Volume 40, Number 11 · June 10, 1993

The Politics of Catastrophe

By David Holloway
Ecocide in the USSR: Health and Nature Under Siege
by Murray Feshbach, by Alfred Friendly Jr.

Basic Books, 376 pp., $24.00

The Truth About Chernobyl
by Grigori Medvedev, translated by Evelyn Rossiter, foreword by Andrei Sakharov

Basic Books, 274 pp., $12.00 (paper)

No Breathing Room: The Aftermath of Chernobyl
by Grigori Medvedev, translated by Evelyn Rossiter, Introduction by David R. Marples

Basic Books, 213 pp., $20.00

Ablaze: The Story of the Heroes and Victims of Chernobyl
by Piers Paul Read

Random House, 362 pp., $25.00

A case can be made that the Soviet Union collapsed because of the way it treated the environment.

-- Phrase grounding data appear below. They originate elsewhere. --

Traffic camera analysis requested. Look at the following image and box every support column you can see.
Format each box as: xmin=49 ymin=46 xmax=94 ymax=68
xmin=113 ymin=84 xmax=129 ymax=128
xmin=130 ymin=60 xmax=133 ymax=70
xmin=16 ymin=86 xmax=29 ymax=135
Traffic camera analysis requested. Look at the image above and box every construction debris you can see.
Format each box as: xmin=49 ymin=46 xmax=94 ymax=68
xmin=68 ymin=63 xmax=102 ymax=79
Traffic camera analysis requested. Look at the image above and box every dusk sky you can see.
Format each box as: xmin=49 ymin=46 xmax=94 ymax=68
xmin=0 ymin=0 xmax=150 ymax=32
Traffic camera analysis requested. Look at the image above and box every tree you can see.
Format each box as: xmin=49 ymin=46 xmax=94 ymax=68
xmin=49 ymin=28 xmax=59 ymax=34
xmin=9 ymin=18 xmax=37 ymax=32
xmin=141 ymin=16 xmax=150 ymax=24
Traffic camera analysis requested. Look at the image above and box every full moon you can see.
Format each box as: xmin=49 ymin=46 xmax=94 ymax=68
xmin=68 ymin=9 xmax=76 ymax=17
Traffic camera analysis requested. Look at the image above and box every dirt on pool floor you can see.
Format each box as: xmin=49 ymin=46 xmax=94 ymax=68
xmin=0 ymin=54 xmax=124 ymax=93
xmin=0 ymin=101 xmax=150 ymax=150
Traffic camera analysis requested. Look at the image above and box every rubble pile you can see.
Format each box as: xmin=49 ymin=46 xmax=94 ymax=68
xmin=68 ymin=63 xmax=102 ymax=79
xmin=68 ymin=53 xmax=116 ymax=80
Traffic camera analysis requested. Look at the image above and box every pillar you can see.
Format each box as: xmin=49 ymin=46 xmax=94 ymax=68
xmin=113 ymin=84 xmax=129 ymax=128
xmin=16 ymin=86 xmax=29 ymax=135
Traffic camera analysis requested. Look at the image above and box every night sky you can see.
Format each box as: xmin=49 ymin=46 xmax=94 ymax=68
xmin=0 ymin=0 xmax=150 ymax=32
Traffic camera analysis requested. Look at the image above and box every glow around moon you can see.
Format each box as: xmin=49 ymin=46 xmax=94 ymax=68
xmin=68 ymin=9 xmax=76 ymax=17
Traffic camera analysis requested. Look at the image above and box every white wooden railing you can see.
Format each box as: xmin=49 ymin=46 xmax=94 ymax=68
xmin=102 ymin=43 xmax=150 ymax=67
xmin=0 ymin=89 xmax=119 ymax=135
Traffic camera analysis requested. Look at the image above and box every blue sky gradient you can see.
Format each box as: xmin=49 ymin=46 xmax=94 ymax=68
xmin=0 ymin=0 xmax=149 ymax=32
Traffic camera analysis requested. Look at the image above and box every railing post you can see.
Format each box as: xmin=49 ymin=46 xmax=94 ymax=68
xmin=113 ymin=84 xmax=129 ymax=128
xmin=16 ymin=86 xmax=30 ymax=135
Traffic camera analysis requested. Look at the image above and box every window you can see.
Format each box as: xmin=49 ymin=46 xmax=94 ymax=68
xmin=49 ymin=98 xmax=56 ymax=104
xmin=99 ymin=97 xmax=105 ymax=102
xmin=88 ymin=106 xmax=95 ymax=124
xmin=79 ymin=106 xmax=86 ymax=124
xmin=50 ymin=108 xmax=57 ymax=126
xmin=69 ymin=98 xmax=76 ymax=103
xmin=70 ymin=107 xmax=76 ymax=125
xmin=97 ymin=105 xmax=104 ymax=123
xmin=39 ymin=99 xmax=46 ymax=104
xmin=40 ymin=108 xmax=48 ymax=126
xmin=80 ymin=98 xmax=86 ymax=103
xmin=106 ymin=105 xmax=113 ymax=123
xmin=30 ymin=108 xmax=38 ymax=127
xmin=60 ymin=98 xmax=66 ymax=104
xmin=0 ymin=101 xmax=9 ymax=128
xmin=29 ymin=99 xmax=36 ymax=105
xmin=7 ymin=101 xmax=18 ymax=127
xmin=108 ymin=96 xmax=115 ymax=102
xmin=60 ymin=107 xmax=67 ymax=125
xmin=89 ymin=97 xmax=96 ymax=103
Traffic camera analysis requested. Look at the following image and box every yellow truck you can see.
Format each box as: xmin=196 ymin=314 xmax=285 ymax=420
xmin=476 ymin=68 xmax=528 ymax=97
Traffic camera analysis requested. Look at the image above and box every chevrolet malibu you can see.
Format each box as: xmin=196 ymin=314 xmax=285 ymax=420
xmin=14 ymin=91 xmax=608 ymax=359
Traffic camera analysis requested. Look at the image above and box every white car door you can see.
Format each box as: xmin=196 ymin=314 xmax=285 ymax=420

The Communist Party of the Soviet Union, which ruled one sixth of the earth's surface, squandered the resources of an immensely rich country and created an ecological catastrophe. As much as anything else, this undermined support for the regime by exposing as fraudulent its claim to have invented a new type of 'scientific' policy-making and by showing how little it cared for the well-being of its citizens. In the Gorbachev years, when public opinion became a political force, environmental issues provided a major source of popular protest and separatist sentiment.